Hacker News new | past | comments | ask | show | jobs | submit | 0x0's comments login

This is particularly interesting as there seems to be, for decades, a general consensus that the problem of text compression is the same as the problem of artificial intelligence, for example https://en.wikipedia.org/wiki/Hutter_Prize


"It is well established that compression is essentially prediction, which effectively links compression and langauge models (Delétang et al., 2023). The source coding theory from Shannon’s information theory (Shannon, 1948) suggests that the number of bits required by an optimal entropy encoder to compress a message ... is equal to the NLL of the message given by a statistical model." (https://ar5iv.labs.arxiv.org/html//2402.00861)

I will say again that Li et al 2024, "Evaluating Large Language Models for Generalization and Robustness via Data Compression", which evaluates LLMs on their ability to predict future text, is amazing work that the field is currently sleeping on.


I’m not sure how this generalises to grammar based compression such as SEQUITUR for example is… incidentally LZW also is though not advertised as such.

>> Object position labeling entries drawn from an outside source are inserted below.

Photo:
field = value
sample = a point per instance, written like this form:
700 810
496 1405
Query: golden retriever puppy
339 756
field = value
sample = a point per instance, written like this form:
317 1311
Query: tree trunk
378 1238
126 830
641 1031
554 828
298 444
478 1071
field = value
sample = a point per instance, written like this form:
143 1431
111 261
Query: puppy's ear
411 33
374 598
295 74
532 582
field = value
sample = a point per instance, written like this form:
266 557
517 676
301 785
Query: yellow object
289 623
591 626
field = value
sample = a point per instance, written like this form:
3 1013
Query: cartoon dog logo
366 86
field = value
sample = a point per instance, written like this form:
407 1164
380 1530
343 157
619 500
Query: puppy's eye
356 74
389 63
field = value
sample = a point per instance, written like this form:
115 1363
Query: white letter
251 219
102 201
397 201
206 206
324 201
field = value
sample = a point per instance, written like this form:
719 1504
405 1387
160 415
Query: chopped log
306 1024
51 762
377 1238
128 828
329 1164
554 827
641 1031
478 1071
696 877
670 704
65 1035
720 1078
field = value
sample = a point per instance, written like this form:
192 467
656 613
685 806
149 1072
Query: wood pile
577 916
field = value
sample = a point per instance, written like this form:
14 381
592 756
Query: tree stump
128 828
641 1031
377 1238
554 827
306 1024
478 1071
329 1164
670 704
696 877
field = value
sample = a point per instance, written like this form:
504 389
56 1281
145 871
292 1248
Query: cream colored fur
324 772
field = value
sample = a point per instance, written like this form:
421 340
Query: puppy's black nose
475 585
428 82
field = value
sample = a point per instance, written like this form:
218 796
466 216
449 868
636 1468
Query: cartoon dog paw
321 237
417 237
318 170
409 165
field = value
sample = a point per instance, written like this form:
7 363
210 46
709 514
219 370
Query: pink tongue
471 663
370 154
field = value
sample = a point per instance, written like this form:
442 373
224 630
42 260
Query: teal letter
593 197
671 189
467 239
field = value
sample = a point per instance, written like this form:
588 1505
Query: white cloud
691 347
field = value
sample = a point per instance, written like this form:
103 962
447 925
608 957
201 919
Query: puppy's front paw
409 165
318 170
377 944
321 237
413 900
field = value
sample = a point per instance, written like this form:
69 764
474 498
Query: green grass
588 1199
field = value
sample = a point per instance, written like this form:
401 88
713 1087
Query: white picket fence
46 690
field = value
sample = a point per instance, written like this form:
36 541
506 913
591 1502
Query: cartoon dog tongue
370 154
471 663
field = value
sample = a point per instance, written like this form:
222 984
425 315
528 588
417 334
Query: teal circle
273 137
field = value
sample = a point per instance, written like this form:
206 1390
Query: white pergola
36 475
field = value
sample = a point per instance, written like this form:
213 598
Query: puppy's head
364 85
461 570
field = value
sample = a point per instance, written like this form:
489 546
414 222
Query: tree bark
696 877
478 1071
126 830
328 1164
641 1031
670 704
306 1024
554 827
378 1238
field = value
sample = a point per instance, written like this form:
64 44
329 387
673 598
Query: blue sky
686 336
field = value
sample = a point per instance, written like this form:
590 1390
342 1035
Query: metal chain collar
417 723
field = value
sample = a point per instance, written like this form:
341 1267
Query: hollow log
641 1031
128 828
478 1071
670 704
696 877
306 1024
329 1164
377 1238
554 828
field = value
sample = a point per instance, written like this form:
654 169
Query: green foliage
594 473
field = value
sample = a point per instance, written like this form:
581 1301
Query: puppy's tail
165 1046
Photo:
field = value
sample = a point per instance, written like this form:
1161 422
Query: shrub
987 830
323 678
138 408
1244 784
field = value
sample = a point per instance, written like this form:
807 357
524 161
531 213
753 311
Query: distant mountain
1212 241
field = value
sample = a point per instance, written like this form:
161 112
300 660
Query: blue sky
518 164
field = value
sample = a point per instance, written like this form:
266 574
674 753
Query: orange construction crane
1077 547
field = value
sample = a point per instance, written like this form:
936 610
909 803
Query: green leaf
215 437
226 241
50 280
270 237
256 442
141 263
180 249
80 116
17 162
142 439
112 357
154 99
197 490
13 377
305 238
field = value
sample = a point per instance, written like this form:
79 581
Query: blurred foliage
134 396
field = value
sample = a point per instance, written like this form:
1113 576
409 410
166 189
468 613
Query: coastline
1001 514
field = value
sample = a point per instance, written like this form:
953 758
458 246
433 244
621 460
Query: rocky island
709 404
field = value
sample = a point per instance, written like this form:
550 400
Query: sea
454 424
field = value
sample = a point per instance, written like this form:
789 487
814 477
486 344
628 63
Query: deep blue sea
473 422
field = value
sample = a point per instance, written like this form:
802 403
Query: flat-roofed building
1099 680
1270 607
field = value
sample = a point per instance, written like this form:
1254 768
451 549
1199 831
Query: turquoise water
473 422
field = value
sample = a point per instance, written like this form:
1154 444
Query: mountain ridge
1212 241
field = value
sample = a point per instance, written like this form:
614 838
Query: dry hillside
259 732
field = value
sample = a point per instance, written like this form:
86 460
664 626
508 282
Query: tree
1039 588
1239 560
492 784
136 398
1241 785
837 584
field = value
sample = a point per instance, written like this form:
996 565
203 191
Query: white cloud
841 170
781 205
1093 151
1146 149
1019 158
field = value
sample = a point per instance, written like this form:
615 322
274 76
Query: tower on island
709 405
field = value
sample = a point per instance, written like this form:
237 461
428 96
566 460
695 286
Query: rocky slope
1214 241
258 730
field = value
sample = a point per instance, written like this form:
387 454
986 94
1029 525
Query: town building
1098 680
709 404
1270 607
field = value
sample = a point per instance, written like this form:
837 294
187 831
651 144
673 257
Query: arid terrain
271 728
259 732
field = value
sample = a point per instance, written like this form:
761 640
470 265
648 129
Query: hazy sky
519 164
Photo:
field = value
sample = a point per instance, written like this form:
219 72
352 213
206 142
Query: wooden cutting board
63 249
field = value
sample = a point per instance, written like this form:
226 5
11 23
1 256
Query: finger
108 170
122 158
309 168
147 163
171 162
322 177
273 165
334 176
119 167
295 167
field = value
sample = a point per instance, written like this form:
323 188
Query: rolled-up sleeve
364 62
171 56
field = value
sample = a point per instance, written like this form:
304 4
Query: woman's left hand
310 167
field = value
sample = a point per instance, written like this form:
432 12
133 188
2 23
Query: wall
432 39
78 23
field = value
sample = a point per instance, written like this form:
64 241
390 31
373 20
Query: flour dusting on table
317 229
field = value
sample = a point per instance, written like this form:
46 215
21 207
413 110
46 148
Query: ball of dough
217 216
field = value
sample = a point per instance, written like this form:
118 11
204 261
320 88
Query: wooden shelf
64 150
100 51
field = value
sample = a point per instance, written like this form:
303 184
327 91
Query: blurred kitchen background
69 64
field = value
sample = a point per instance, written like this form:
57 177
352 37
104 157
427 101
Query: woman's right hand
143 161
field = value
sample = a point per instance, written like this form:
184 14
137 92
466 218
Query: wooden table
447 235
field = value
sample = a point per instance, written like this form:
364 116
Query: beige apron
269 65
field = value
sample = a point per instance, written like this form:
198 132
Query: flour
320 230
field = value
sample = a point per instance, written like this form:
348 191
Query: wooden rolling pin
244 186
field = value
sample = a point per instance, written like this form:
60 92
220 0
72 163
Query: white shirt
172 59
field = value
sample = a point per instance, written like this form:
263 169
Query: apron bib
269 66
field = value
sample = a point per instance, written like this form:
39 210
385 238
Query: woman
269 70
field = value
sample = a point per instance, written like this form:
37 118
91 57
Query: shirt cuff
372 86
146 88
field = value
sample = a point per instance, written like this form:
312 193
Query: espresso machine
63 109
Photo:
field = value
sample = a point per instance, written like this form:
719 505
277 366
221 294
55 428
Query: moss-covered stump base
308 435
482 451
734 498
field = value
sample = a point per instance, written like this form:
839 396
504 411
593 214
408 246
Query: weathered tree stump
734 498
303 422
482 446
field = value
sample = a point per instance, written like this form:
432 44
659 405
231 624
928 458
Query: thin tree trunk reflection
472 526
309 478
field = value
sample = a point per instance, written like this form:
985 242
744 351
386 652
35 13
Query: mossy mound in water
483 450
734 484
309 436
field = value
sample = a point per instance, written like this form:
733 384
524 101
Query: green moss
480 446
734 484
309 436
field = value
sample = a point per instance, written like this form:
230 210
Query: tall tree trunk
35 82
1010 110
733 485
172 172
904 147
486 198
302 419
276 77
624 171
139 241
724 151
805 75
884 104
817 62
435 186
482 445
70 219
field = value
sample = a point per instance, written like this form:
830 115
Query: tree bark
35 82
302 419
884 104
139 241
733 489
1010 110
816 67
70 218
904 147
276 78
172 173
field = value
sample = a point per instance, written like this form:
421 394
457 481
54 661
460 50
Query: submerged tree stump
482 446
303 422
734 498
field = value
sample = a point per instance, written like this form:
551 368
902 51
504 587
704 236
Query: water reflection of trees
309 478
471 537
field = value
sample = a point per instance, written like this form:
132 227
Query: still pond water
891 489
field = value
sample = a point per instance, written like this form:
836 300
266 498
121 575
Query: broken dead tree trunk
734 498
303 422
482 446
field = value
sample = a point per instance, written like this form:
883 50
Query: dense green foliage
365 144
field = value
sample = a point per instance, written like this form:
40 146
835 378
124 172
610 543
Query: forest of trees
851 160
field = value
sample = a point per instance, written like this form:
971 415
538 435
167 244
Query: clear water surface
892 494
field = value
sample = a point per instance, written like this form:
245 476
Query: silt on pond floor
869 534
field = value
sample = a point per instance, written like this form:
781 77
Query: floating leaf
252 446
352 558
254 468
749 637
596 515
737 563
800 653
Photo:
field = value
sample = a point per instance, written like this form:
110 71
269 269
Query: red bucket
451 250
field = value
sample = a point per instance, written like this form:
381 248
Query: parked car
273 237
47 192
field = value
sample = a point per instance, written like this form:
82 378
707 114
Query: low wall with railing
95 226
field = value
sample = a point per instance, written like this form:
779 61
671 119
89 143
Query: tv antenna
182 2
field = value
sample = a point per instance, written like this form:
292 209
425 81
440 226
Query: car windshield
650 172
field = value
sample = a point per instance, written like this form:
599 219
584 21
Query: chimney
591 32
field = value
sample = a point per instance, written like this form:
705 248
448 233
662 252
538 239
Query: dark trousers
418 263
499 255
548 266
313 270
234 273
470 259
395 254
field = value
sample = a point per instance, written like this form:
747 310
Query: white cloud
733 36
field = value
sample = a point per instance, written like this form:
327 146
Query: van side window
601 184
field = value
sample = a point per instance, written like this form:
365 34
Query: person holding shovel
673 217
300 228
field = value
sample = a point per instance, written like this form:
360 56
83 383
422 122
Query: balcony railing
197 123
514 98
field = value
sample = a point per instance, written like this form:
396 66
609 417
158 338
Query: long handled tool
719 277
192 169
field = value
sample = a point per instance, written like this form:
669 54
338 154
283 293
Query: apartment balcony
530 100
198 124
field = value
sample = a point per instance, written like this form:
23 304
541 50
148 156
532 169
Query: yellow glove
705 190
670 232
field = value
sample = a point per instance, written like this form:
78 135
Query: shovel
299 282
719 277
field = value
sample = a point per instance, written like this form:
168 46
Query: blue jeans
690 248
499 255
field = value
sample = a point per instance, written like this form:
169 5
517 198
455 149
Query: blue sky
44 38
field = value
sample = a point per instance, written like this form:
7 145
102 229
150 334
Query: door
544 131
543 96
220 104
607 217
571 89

Devising the minimal grammar that generates the text is NP-hard (https://en.m.wikipedia.org/wiki/Smallest_grammar_problem)

Math seems very limited when it comes to reasoning about generative grammars and their unfolding into text. Should the apparatus been there we’d probably had grammar/prolog based AI long ago…


Grammars are not AI, it's just another formalism (like regular expressions, Turing machines etc.) - formalism alone doesn't solve anything.

In formal language theory, you have different classes of grammars, the most general ones correspond to Turing machines, i.e. they are a glofified assembler and you can do anything. The most restricted (in the Chomsky hierarchy), "Type 3" grammars, are basically another notation for regular expressions, and they described regular grammars.

There are algorithms for learning grammars, but the issue with that is that the induced grammars may not resemble anything that a human may write (in the same way that a clustering algorithm often does not give you the clusters you want).

But to answer your question, we need to separate the discussion between appropriate representation and method to solve a problem. I believe grammar-based compression - if you accept probabilistic grammars - is similar to LLM-based compression at some level in the sense that highly probable sequence of words get learned (whether by dictionary, grammar, neural network = LLM, could be just an implementation detail). Whichever you choose, you still need to solve the problem you are trying to solve (any grammar formalism still needs a parsing algorithm, and an actual grammar that does something useful - even after you develop a parser generator).

[Side rant, not responding specifically to the parent or OP: as a linguist, I'd also warn everybody to use "AI" with an article: *"an AI" (asterisk marks wrong use). It wrongly suggests human-like properties when it's actually just a matrix of numbers that encode a model. Here is a test whether you are using "AI" right: replace it by "Applied Statistics" in a sentence and see if you would still say it.]

AI is just an academic field (ill-named for historic reasons), subpart of computer science, and while it's fair to talk about useful representations for modeling human-like behaviors, we should focus on what intelligence is, and talk about the limits of concrete models and possibilities to extend them.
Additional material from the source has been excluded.